Gary notified a publication, ReadWriteWeb, about an "exclusive piece" for his launch while also earning the number-one slot on the most popular social sharing site at the time, Digg.

But the most important thing was his meeting with Raymond King, the founder of AboutUs. AboutUs was an internet domain directory containing information about millions of businesses. Gary showed Ray BuiltWith, and Ray immediately loved it. He added a BuiltWith.com link to every record in their index to provide BuiltWith information regarding each business.

This added tens of millions of links, and for those who aren't SEO experts, backlinks (pages that link to your site) are the key to ranking high. And BuiltWith just exploded with traffic

Why BuiltWith generates so much money

BuiltWith's value comes down to one simple concept.

Competitive Advantage. Aka, you'll earn more money from this.

The free version of the site is pretty simple. You learn what tech your competitors are using.

But the paid version is why companies find BuiltWith so valuable. BuiltWith has turned into a colossal database of everything on the internet. More specifically, a database of potential customers and leads.

You can find every website using a specific keyword, and technology, and even break them down by location, spending, and social following. It's the perfect place to build your potential customers.

Have a better, simpler, and more modern version of WordPress? Find every site using WordPress and convert them into your customers!

BuiltWith will help your business make money, generate leads, and fast-track building features. It's why over 50% of its traffic is direct (users go directly to builtwith.com from their browser URL).

How BuiltWith operates with ZERO employees

In the early 2010s, BuiltWith actually had a co-founder, Andrew Rogers.

He's the one who convinced Gary Brewer to quit his job and go full-time.

Andrew was just off leading his old startup of 50+ people until he discovered BuiltWith. He fell in love with the product and convinced Gary to make him a co-founder with mostly equity for his salary.

Naturally, Andrew drew inspiration from how he scaled his larger company and decided to implement more mature systems.

He wanted to add a ticketing system, CRM to track leads, and setup various metrics.

But he realized one thing, BuiltWith didn't need this.
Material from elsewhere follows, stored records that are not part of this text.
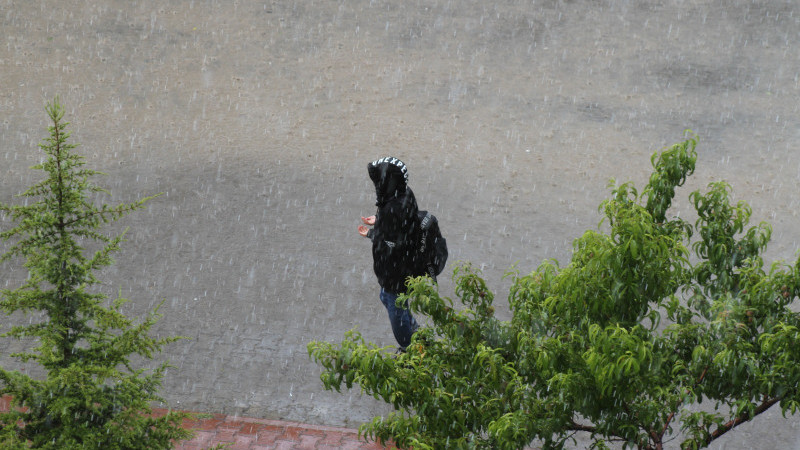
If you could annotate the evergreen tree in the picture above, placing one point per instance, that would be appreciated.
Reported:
(638, 340)
(91, 396)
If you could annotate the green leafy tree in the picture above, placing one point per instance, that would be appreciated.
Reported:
(648, 334)
(91, 396)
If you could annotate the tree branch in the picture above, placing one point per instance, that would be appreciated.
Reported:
(721, 430)
(660, 436)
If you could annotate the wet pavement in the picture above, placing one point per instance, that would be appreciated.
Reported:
(245, 433)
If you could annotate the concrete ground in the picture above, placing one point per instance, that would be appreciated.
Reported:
(256, 120)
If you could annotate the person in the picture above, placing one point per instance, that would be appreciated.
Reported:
(392, 232)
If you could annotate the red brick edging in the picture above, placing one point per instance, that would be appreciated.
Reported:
(247, 433)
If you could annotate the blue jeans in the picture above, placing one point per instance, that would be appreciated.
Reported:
(403, 323)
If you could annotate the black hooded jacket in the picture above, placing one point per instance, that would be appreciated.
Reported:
(396, 221)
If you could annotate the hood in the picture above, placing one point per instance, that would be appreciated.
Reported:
(390, 177)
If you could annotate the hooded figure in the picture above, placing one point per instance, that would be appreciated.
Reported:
(392, 237)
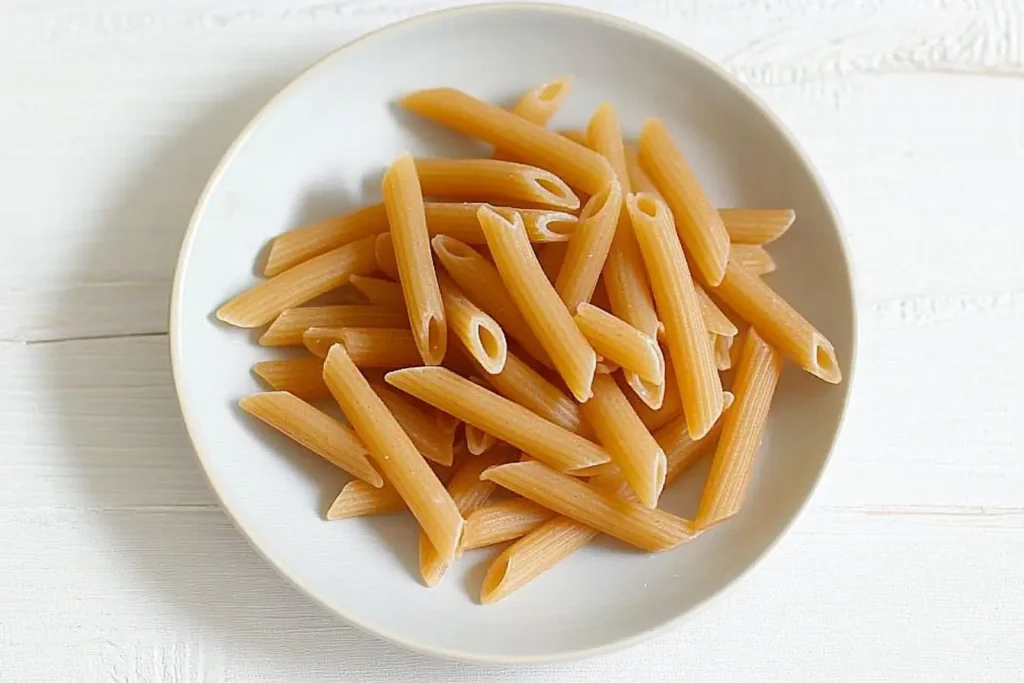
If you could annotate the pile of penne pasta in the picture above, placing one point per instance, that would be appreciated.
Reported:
(574, 306)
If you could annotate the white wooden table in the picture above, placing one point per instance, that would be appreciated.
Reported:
(116, 562)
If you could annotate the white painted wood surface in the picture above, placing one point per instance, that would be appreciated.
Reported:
(116, 562)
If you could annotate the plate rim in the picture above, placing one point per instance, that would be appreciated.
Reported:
(181, 265)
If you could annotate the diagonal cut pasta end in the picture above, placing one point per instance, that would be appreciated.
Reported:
(825, 364)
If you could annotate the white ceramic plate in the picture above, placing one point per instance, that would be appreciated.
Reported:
(318, 148)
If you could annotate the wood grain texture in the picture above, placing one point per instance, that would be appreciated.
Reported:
(118, 563)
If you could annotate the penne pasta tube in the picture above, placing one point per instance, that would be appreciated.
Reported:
(588, 248)
(672, 404)
(368, 347)
(638, 456)
(754, 258)
(742, 429)
(287, 329)
(401, 464)
(477, 440)
(778, 323)
(647, 528)
(531, 555)
(621, 343)
(539, 302)
(756, 226)
(432, 437)
(455, 219)
(521, 139)
(697, 222)
(302, 377)
(290, 249)
(503, 521)
(578, 136)
(386, 259)
(358, 499)
(479, 280)
(551, 258)
(469, 493)
(625, 276)
(639, 180)
(493, 180)
(540, 103)
(681, 451)
(459, 220)
(523, 385)
(685, 333)
(505, 420)
(479, 333)
(380, 292)
(294, 287)
(302, 423)
(716, 322)
(722, 347)
(403, 201)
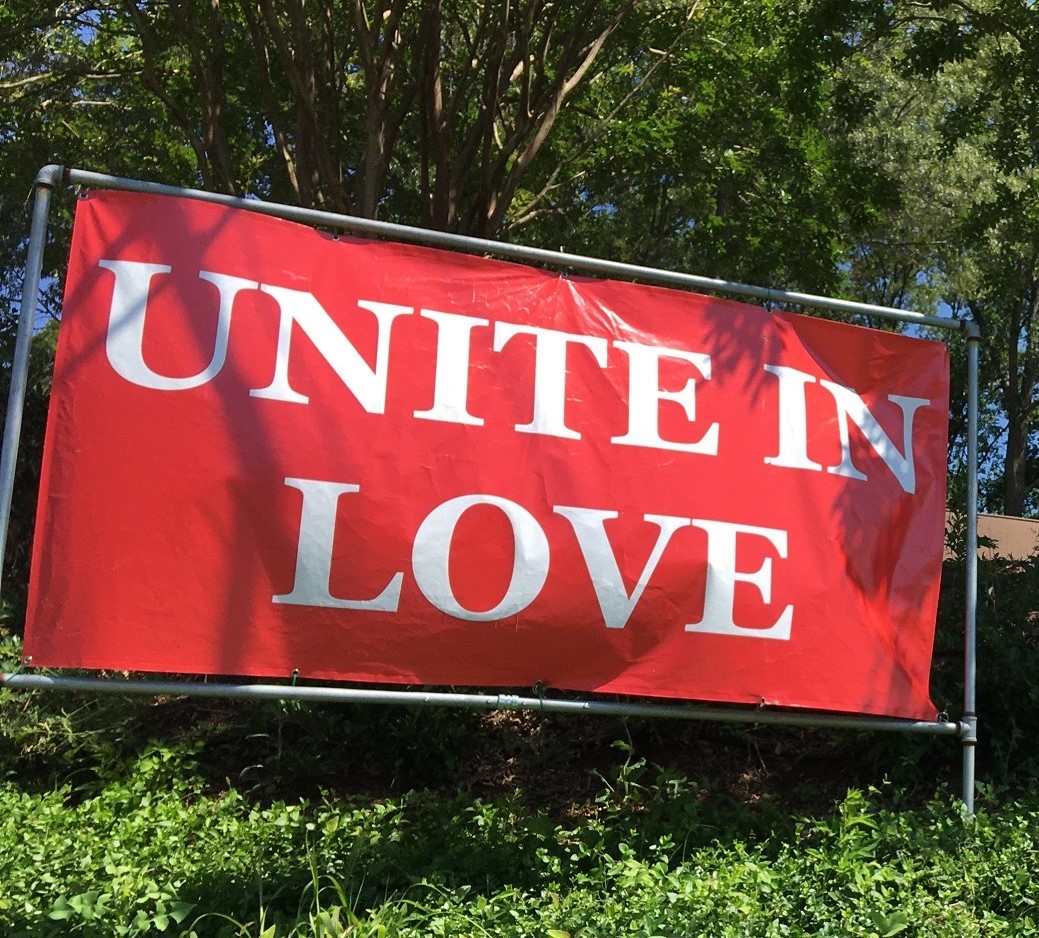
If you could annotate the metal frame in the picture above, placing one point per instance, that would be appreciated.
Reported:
(51, 177)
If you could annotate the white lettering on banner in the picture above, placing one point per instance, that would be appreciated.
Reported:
(125, 341)
(531, 563)
(722, 577)
(850, 405)
(794, 428)
(644, 396)
(317, 533)
(602, 562)
(366, 383)
(793, 420)
(454, 337)
(451, 384)
(432, 546)
(550, 373)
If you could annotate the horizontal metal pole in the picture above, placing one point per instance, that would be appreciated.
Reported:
(469, 701)
(518, 252)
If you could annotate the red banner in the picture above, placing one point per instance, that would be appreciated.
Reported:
(273, 450)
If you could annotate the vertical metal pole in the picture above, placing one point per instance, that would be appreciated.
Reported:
(46, 180)
(969, 723)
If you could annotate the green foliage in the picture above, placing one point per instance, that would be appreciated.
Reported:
(157, 853)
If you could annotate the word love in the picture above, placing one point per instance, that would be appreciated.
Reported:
(301, 314)
(532, 561)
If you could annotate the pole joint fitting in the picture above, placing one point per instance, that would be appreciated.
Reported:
(50, 176)
(509, 702)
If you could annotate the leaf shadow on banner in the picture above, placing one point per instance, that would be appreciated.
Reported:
(174, 235)
(891, 540)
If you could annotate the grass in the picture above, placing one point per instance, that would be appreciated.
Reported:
(153, 851)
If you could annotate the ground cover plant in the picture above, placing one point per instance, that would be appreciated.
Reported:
(123, 816)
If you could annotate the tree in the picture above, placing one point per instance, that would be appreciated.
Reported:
(955, 130)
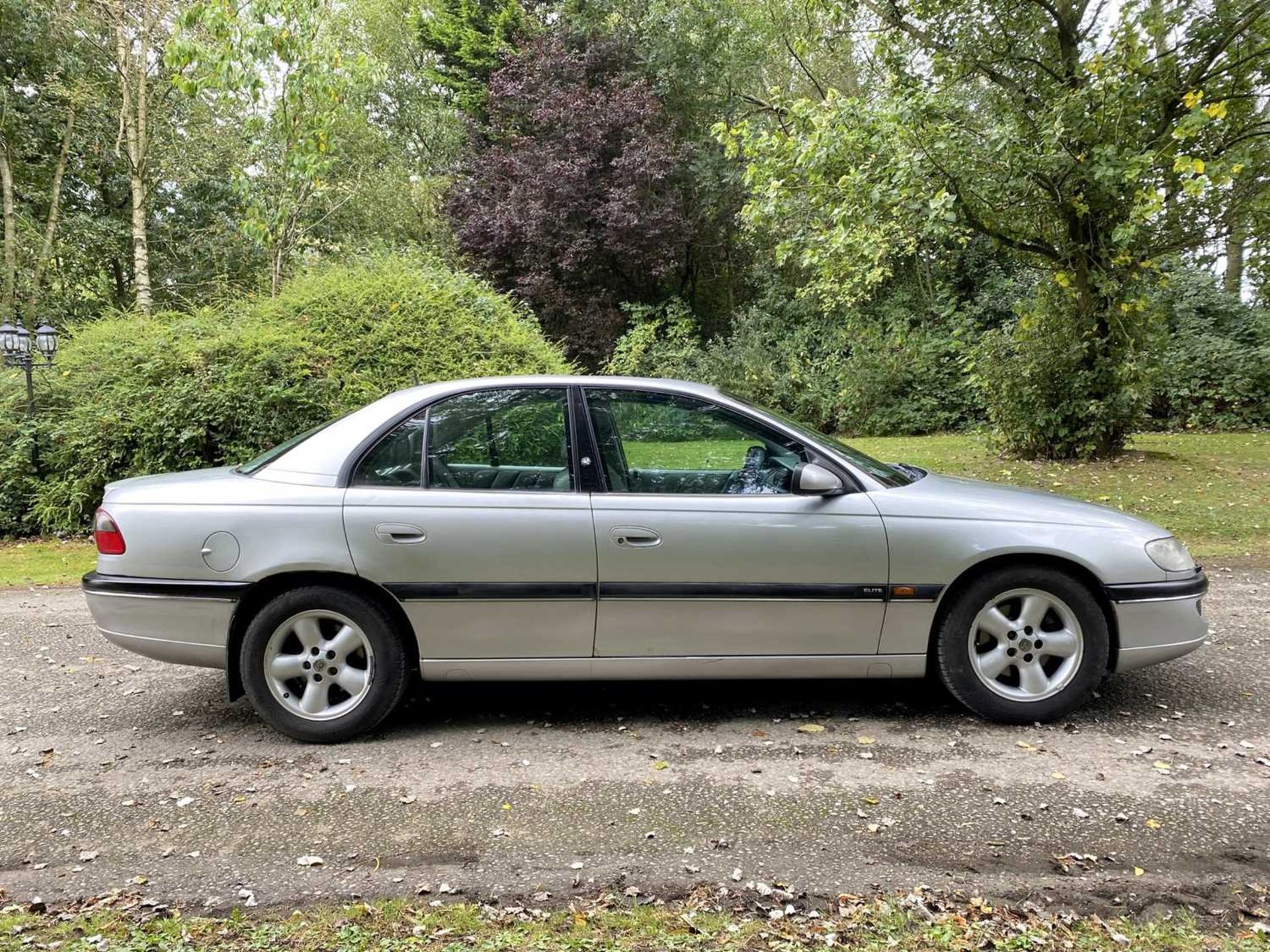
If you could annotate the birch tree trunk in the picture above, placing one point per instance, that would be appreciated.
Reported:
(132, 63)
(1232, 282)
(46, 247)
(11, 234)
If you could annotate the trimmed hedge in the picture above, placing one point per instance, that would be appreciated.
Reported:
(175, 391)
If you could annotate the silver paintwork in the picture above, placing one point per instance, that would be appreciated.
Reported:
(292, 516)
(1031, 654)
(813, 480)
(181, 630)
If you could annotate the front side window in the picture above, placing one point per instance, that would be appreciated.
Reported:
(501, 440)
(668, 444)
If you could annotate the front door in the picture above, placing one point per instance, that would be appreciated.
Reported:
(704, 550)
(483, 536)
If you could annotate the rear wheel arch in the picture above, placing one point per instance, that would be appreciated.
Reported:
(273, 586)
(1017, 560)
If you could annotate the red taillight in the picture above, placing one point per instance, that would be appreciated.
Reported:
(106, 534)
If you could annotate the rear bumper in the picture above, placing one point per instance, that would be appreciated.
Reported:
(1159, 621)
(169, 621)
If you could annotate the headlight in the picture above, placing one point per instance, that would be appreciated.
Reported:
(1170, 555)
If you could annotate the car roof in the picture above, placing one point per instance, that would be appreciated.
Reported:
(319, 459)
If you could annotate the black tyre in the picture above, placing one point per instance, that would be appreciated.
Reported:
(1023, 644)
(323, 666)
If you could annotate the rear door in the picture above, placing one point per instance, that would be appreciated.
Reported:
(470, 514)
(704, 550)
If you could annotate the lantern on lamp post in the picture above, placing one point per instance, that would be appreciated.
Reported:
(21, 348)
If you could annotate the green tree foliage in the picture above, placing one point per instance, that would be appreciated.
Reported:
(1091, 145)
(292, 67)
(465, 42)
(181, 390)
(1214, 367)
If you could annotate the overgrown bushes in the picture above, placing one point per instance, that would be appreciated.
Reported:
(878, 375)
(1214, 371)
(135, 395)
(901, 367)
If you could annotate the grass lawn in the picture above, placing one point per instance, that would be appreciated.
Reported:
(48, 561)
(919, 923)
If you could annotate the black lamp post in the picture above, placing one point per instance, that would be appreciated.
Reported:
(16, 344)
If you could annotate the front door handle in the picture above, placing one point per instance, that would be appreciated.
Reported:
(634, 536)
(402, 534)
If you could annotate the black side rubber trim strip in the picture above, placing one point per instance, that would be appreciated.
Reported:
(875, 592)
(523, 590)
(530, 590)
(588, 590)
(172, 588)
(1147, 590)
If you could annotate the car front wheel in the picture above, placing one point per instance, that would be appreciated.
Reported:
(323, 666)
(1023, 645)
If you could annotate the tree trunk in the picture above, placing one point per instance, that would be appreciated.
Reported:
(132, 116)
(1234, 278)
(276, 267)
(46, 247)
(11, 234)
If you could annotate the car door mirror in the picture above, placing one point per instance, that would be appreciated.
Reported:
(814, 480)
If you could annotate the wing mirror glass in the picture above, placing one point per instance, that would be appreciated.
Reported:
(814, 480)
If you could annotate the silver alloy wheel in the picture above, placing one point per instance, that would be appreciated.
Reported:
(319, 664)
(1027, 645)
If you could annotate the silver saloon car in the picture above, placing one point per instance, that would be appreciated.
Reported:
(618, 528)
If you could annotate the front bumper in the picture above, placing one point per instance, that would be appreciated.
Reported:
(161, 619)
(1159, 621)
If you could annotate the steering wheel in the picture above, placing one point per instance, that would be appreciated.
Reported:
(748, 477)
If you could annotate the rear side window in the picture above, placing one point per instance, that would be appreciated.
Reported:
(502, 440)
(397, 460)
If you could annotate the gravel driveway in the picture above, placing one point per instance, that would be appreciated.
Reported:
(126, 774)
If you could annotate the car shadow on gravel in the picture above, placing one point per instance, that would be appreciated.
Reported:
(919, 703)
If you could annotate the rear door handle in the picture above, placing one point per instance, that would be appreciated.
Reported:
(402, 534)
(634, 536)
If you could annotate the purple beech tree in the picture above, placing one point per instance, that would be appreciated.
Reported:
(570, 197)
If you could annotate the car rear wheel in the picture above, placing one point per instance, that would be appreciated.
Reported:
(1023, 645)
(323, 666)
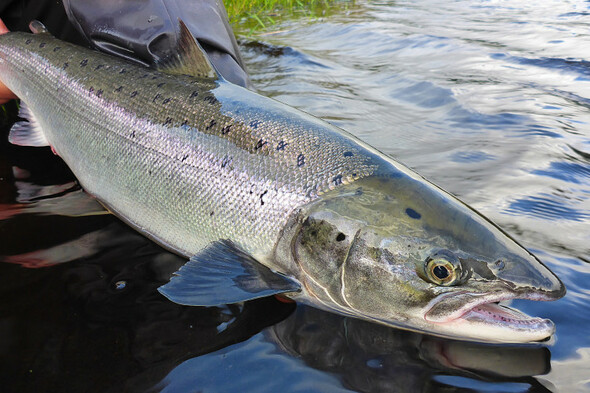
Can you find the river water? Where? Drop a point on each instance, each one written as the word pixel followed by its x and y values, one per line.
pixel 488 99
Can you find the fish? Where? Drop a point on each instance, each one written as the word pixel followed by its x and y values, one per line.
pixel 264 199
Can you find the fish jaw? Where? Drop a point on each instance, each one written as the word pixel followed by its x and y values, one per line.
pixel 481 318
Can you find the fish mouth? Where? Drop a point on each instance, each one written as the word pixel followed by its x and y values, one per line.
pixel 482 317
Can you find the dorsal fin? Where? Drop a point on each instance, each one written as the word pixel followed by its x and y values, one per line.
pixel 38 28
pixel 189 59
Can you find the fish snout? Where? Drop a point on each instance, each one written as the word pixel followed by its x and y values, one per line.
pixel 530 277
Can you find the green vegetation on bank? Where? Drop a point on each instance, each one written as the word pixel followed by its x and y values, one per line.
pixel 249 16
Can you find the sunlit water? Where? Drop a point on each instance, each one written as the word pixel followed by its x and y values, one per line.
pixel 488 99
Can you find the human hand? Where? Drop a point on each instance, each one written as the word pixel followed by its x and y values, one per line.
pixel 5 93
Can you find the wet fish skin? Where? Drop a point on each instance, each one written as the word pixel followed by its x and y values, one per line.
pixel 179 139
pixel 189 161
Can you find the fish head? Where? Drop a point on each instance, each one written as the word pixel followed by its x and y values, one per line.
pixel 400 251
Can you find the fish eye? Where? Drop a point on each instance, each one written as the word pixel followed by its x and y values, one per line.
pixel 443 268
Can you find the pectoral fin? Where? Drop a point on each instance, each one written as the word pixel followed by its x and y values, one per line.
pixel 27 132
pixel 224 274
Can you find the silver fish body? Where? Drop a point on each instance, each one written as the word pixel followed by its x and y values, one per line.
pixel 190 161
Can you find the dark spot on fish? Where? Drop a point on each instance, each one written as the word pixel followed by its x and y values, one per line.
pixel 300 160
pixel 226 160
pixel 261 195
pixel 260 144
pixel 211 124
pixel 413 214
pixel 226 129
pixel 210 99
pixel 120 285
pixel 282 145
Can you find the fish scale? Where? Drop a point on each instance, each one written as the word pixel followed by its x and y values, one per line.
pixel 185 160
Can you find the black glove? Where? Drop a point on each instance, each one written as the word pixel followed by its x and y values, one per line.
pixel 146 31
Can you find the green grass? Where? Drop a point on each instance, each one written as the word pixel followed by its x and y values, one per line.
pixel 251 16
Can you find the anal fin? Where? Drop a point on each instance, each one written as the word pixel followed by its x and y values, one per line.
pixel 27 132
pixel 224 274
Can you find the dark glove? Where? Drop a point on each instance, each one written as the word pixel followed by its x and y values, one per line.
pixel 146 31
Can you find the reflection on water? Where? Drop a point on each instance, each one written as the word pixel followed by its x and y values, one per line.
pixel 488 99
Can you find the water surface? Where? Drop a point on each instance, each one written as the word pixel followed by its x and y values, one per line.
pixel 488 99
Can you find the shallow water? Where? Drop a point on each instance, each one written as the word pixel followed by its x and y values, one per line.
pixel 488 99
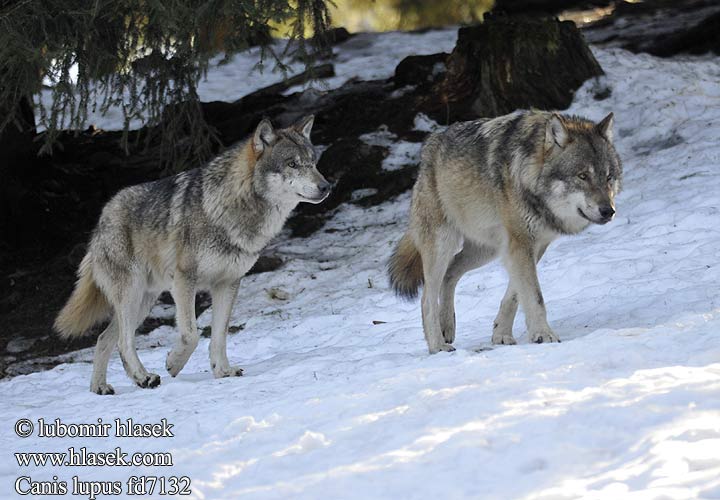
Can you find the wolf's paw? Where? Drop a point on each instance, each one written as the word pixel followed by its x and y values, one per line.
pixel 227 371
pixel 102 389
pixel 148 381
pixel 503 339
pixel 175 361
pixel 448 328
pixel 441 347
pixel 544 337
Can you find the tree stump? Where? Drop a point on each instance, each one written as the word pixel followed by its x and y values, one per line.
pixel 510 63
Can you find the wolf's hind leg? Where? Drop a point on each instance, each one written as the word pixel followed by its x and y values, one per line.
pixel 437 254
pixel 107 341
pixel 183 292
pixel 129 314
pixel 471 257
pixel 223 297
pixel 502 326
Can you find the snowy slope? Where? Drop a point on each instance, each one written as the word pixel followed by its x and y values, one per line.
pixel 335 406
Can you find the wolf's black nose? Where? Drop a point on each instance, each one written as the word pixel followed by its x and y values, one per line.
pixel 606 212
pixel 325 188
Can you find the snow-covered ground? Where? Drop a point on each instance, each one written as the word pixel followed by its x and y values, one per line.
pixel 341 400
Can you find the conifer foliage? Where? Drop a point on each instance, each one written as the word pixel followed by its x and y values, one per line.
pixel 146 56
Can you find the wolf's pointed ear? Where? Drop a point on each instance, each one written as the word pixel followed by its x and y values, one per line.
pixel 555 133
pixel 264 136
pixel 304 126
pixel 605 127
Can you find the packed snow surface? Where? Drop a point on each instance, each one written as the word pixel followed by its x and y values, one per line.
pixel 341 400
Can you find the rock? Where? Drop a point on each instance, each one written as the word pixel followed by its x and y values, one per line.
pixel 420 70
pixel 19 345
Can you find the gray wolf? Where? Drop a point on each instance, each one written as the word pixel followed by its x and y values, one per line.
pixel 200 230
pixel 504 187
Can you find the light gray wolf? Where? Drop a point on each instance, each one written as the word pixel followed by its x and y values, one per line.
pixel 503 187
pixel 202 229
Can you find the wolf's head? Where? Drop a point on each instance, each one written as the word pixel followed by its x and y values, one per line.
pixel 582 171
pixel 286 168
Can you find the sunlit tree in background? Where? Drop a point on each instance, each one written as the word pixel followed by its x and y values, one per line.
pixel 145 56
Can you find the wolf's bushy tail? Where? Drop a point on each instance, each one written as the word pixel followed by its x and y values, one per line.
pixel 405 269
pixel 87 304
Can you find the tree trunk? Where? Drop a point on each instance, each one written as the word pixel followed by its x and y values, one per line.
pixel 510 63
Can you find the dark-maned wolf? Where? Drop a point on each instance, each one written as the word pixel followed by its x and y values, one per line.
pixel 501 187
pixel 200 230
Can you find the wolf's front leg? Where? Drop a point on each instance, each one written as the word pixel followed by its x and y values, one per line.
pixel 502 326
pixel 223 297
pixel 183 292
pixel 520 263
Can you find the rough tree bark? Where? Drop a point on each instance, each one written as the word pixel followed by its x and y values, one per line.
pixel 508 63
Customers came organically, and they didn't have many questions or hesitations. They either bought the product or didn't.

And for the few customers with a question, Gary would simply make a 20-second video tutorial with the solution. Future customers with the same question would just reference this video.

In other words, BuiltWith had been fully automated at this point. They didn't need engineers to push out features, add resources, etc.

It was fully functional with just one person.

Soon, Andrew began to understand why Gary felt this way. Sure, Gary didn't want to pay money for an engineer.

But it boiled down to that startup conference in 2006. Gary loved startups and hated corporate culture. Andrew eventually left the company while remaining as an advisor. And BuiltWith is now completely run by Gary (with some content folks for the blog)

No sales team, no customer support, no engineers.

It's a completely automated and fully functional business generating tens of millions of dollars a year.